By Tim UK/Indonesia 2016-18

14 November 2018 - 17:24

Saat mendengar kata ‘penari’ imaji yang kerap terlintas di benak kita kemungkinan besar adalah seseorang dengan bagian tubuh lengkap yang menggerakkan seluruh tubuhnya dengan elok. Kelompok tari KitaPoleng mencoba mendobrak asosiasi tersebut lewat karya-karya mereka bersama para penari yang kebanyakan menyandang disabilitas. “Saat ini, kami memiliki kurang lebih ada 15 anggota yang tuli,” ucap pendiri dan koreografer KitaPoleng, Jasmine Okubo, saat ditemui di pembukaan Festival Bebas Batas, Galeri Nasional, Jakarta.

Meskipun awalnya KitaPoleng dibentuk murni dari keinginan menggarap karya-karya tari, Jasmine menjelaskan bahwa suatu hari dia mendapatkan kesempatan bertemu dengan anak-anak tuli. “Dari situ, fokus kami berubah menjadi untuk melatih mereka dan menentukan pendekatan yang baik dalam melatih mereka,” ceritanya. 

Baginya, bahwa penyandang tuli membutuhkan waktu yang lebih panjang untuk berlatih sesuai dengan filosofinya bahwa menciptakan karya tari yang baik juga membutuhkan hal yang sama. “Saya bukan spesialis dalam melatih penari tuli. Namun seiring berjalannya waktu, saya juga belajar dari mereka bagaimana caranya berkomunikasi melalui seni,” terangnya.

Untuk penampilan di Festival Bebas Batas, KitaPoleng menampilkan sebuah tarian berjudul ‘Wong Pekan’ atau ‘Penjaga Pasar’, yang terinspirasi dari sejarah Bali pada abad 14 di mana muncul kepercayaan bahwa di daerah tersebut ada dewi penjaga pasar dan pasukannya. “Tarian ini mencoba menginterpretasikan cerita itu. Kami memilih menampilkan ‘Wong Pekan’ untuk menunjukkan salah satu bentuk tradisi Indonesia, yaitu pasar. Di pasar, kita bisa menemukan banyak ragam manusia, makanan dan bau. Ini adalah hal yang sangat khas dari Indonesia,” jelasnya. 

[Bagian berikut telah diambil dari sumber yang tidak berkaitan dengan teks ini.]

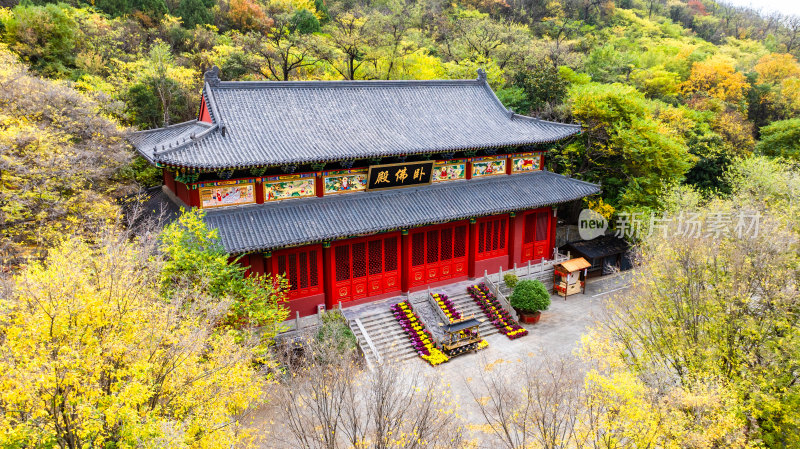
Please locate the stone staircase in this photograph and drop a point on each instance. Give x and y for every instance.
(381, 338)
(382, 334)
(466, 306)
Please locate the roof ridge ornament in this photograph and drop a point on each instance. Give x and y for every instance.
(212, 76)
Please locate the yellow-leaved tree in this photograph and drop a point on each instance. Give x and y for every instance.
(61, 162)
(93, 356)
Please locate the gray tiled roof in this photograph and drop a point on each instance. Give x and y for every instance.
(292, 222)
(275, 123)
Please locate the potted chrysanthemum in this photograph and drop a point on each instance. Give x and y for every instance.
(529, 299)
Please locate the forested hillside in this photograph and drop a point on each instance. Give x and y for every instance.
(670, 92)
(112, 338)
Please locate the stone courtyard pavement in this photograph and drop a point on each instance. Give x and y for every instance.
(558, 332)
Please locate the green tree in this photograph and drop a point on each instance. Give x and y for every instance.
(196, 261)
(781, 138)
(697, 317)
(45, 36)
(629, 146)
(194, 12)
(543, 85)
(530, 296)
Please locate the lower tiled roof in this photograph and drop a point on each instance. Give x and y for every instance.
(293, 222)
(602, 246)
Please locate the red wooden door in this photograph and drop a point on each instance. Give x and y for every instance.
(365, 267)
(536, 244)
(492, 237)
(438, 253)
(301, 266)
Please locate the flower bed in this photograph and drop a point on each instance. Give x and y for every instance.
(447, 306)
(449, 309)
(499, 317)
(421, 339)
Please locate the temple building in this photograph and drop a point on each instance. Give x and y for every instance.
(360, 190)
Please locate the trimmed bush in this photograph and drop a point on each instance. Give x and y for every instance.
(530, 296)
(511, 280)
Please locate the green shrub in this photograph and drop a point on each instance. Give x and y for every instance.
(511, 280)
(530, 296)
(334, 330)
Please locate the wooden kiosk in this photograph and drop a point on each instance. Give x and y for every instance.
(461, 336)
(570, 277)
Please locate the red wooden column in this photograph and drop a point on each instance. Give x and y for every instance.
(553, 223)
(259, 186)
(268, 263)
(473, 248)
(319, 185)
(327, 274)
(169, 180)
(405, 260)
(257, 263)
(513, 252)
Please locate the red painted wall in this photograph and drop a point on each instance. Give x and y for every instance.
(306, 302)
(204, 116)
(182, 191)
(169, 180)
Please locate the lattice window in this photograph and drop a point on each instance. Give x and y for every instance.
(502, 235)
(390, 254)
(492, 228)
(460, 242)
(447, 244)
(481, 237)
(342, 255)
(291, 271)
(313, 274)
(492, 237)
(359, 260)
(418, 249)
(302, 262)
(530, 228)
(541, 226)
(433, 246)
(281, 266)
(375, 257)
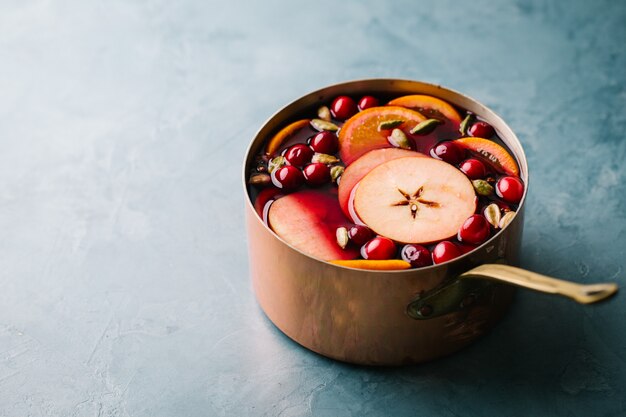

Sejalan dengan semangat tarian tersebut, penampilan KitaPoleng di Festival Bebas Batas juga menampilkan seorang penari berkaki satu, Arif, yang berasal dari Malang. “Sebenarnya dasarku adalah breakdance, bukan tarian tradisional. Namun aku tertarik ikut proyek ini karena memang pada dasarnya aku suka menari,” kata Arif. Hanya membutuhkan waktu kurang lebih satu minggu saja untuk latihan ‘Wong Pekan’ sebelum penampilan di Festival Bebas Batas. “Buatku, latihan dan tampil untuk Festival Bebas Batas adalah pengalaman yang baru dan menyenangkan. Aku sangat menikmatinya.”

Selain ‘Wong Pekan’, KitaPoleng juga berkolaborasi dengan grup tari asal Inggris Candoco, yang turut menampilkan penari-penari penyandang disabilitas. Menariknya, kedua grup ini baru bertemu dan berlatih bersama di Jakarta. “Kami tidak menyangka bisa terlibat di Festival Bebas Batas dan melakukan kolaborasi ini. Namun kami puas akan hasilnya karena penari-penarinya sungguh bagus,” ucap Jasmine. 

Walaupun dirinya seorang koreografer, Jasmine beranggapan bahwa penampilan yang bagus tidak bergantung pada koreografinya saja, namun juga para penarinya. “Jika mereka bersemangat untuk tampil dan berada dengan satu sama lain di panggung, itu akan terlihat,” tandasnya. 

Jasmine dan Arif juga mengaku senang bisa terlibat di Festival Bebas Batas, yang menjadi ajang pembuktian bagi para penari penyandang disabilitas. “Sebagai penyandang disabilitas, Festival Bebas Batas menciptakan ruang nyaman dengan fasilitas-fasilitas yang ramah bagi orang-orang seperti saya, yang memungkinkan kami untuk menikmati acara ini dengan maksimal,” tutup Arif.